Los especialistas entrevistados plantean que la productividad real aparece cuando cambia el ciclo completo de desarrollo. A medida que la escritura de código se acelera, surgen nuevos cuellos de botella en revisión, definición de productos, priorización, pruebas y operación. El trabajo del ingeniero se desplaza desde teclear instrucciones hacia formular problemas, dividir tareas para agentes, inspeccionar resultados, validar calidad y decidir cuándo una solución automatizada es aceptable. También cambian los equipos: pueden ser más pequeños, con roles más amplios y habilidades combinadas entre producto, arquitectura, seguridad, datos y supervisión de modelos.

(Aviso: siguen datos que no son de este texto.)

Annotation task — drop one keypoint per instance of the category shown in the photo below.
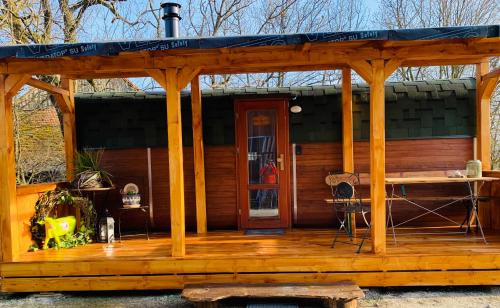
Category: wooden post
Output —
(9, 236)
(483, 101)
(199, 159)
(347, 133)
(175, 162)
(69, 129)
(377, 157)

Para empresas de energía, esta transformación tiene implicaciones directas sobre modernización de sistemas comerciales, analítica de redes, integración de recursos distribuidos y automatización de procesos. La velocidad de entrega puede mejorar, pero el riesgo aumenta si se generan aplicaciones sin gobierno, documentación, pruebas suficientes o control de ciberseguridad. En infraestructuras críticas se requiere trazabilidad del código, segregación de ambientes, criterios de aceptación, revisión humana proporcional al riesgo y gestión de proveedores de modelos. La capacidad de producir más software no equivale automáticamente a desempeño empresarial. El beneficio depende de rediseñar flujos de trabajo, medir valor operacional, fortalecer calidad y asegurar que los agentes de inteligencia artificial operen dentro de límites definidos por arquitectura empresarial, regulación y continuidad del servicio. La disciplina de arquitectura evita duplicar soluciones y reduce deuda tecnológica en plataformas críticas.